Yeshivat Hadar mid-summer review

Jul 13, 2011 18:59

So this is the 4th week of my 8 weeks learning at Yeshivat Hadar this summer. But I'm missing a week later in the summer. So sometime this week is the midpoint. Setting the math to find the exact midpoint aside, I have more time to write on Wednesdays than the rest of the week, so let's call that midpoint RIGHT NOW.

I'm halfway done already! Sad. I wish it were lasting longer.

I've grown and learned a ton so far in the past three-and-a-half weeks! I think it's useful for me if I try to catalog some of them so I have something to look back on in this regard. So:
  • At the start of the summer I was not comfortable with reading and translating even vocalized Hebrew, even relatively straightforward Hebrew texts like the Torah (first 5 books of the Jewish bible). I couldn't even read for pronunciation, let alone comprehension, except with texts I was already familiar with. Now, though I still struggle with reading out loud, a lack of vowels doesn't hurt me nearly as much, and I tend to be able to translate well over half of what I read in Torah.
  • At the start of the summer I didn't know any Aramaic, and had even more trouble reading it for pronunciation than I did Hebrew. Now I know how similar it is to Hebrew, and can often translate or convert talmudic Aramaic into the corresponding Hebrew (even if I can't translate to English). I can also recognize when the talmud is using Hebrew instead of Aramaic, because my comprehension goes up...
  • At the start of the summer I knew that the talmud uses a lot of shorthand, acronyms, idiomatic/technical phrases, and generally a more concise writing style than you'd expect even from other ancient texts. I was really intimidated by all of that. Now I'm much more comfortable with the overall structure even in situations when the meaning is more opaque. In general, I'm not afraid to open a page of talmud and try to figure out what it's saying, even if I need a lot of time and multiple dictionaries to even have a hope of understanding.
  • At the start of the summer I had no idea why one would need multiple dictionaries to translate talmud. Now I know that there's a hard-to-use dictionary that has everything in it, if you know where to look and can understand what it's saying; and that there's an easier and clearer and cross-referenced dictionary that has only technical or common words and phrases in it.
  • At the start of the summer I had never been to a nursing home before. Now I've been 3 times, and am not dreading the next one.
  • At the start of the summer, I was bad at thinking about God, meaning, theology, and metaphysics. Now I can slightly better articulate the ways in which I am bad at those. (And now I at least have some sort of definition of "metaphysics"!)
  • At the start of the summer I had no idea why learning 14 hours a day would be fun (though was kind of sure that it somehow was), didn't know how I'd handle the lack of free time, and wasn't sure if I'd be able to handle 7 weeks of this. Now I'm already trying to figure out how I can one day do something like this again.
Really, so much of my skill-building comes from heightened expectations. A little tangent for you: I was always particularly good at math. When I switched schools in 10th grade, I went to a school that had more math competitions than I was used to, both in the form of a traveling team going to in-person competitions, and in the form of national tests. In my first few months, I took a monthly 5-question test I'd never heard of before a few times, scored better than my classmates in general, and was pretty proud of myself. After that, though, I joined the traveling math team. The next month, the monthly test fell on the same day as a competition we were going to. Before we left, our coach gave us the tests and said, "Our tradition for this competition is to just take the test really quick in the morning, score our fives, and then go." Score our fives? This test was supposed to be easy enough that people on the team could just get 5s most of the time? I was no longer happy with the better-than-my-classmates scores, and ended up pushing myself even harder to keep up with this new standard and get my 5s.

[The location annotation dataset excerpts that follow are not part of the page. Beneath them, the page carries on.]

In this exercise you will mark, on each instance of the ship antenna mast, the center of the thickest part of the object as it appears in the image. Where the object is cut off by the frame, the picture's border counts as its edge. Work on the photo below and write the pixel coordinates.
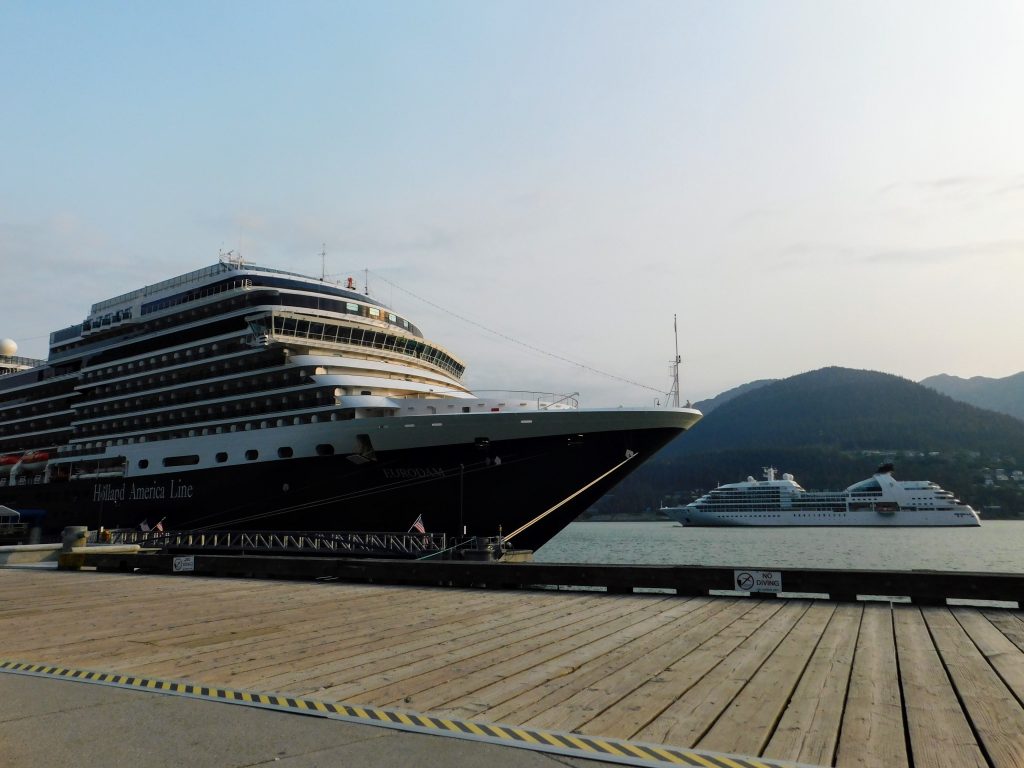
(674, 394)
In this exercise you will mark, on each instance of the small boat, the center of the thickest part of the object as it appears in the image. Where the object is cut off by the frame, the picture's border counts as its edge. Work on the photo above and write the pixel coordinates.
(880, 501)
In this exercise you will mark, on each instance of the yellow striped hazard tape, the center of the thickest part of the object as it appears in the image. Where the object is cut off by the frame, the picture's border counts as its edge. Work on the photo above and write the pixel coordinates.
(572, 744)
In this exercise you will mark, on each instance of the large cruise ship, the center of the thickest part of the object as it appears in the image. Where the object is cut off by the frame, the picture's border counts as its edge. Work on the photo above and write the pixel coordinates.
(240, 396)
(881, 500)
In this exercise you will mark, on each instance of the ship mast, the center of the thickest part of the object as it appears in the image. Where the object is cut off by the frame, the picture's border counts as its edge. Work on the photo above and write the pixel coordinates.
(674, 393)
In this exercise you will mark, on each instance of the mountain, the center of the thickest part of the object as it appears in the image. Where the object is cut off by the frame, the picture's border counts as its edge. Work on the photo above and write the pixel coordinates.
(832, 428)
(1005, 395)
(706, 407)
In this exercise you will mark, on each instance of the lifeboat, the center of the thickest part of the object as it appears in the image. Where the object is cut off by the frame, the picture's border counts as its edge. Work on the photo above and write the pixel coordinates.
(35, 461)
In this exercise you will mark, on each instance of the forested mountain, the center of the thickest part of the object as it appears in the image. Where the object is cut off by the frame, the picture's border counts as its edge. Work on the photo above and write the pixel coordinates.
(1005, 395)
(706, 407)
(832, 428)
(848, 410)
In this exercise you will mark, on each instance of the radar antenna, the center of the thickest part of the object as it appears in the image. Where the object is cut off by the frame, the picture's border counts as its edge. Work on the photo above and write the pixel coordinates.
(674, 368)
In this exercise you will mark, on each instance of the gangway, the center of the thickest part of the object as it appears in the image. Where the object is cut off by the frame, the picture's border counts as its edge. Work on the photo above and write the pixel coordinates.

I came into the summer worried that talmud would be over my head, and hoping that they'd go easy on us so I could keep up. Well, they haven't gone easy on us and it wasn't over my head. Each talmud level calmly and prosaically expects more from the students than I thought they would, and covers harder material than I expected, based on the amounts of knowledge and experience associated with each level. People who have limited comfort with Hebrew are placed in a class where they're expected to just tackle talmud in its original text, which is not only Hebrew but also Aramaic, and can't use a translation? People who are better with Hebrew but have no talmud or Aramaic experience are expected to not just read talmud in the original, but also some of the (sometimes more difficult) commentaries?

Those heightened expectations, and the un-noteworthy way that they're just present rather than a hyped-up goal, have led me to be able to accomplish all that I've accomplished. I've been pushed by those expectations, pushed by my chevruta who encouraged us to move up a level to even higher expectations, and pushed by fantastic teachers and insightful classmates. It's not easy work. But it's led to a huge improvement, and in only three and a half weeks. I'm amazed, and grateful.

3 and a half more weeks left. 2 shabbatonim. Only 7 or 8 full 14-hour days left! Luckily, plenty of time to learn a lot more. And I can't wait.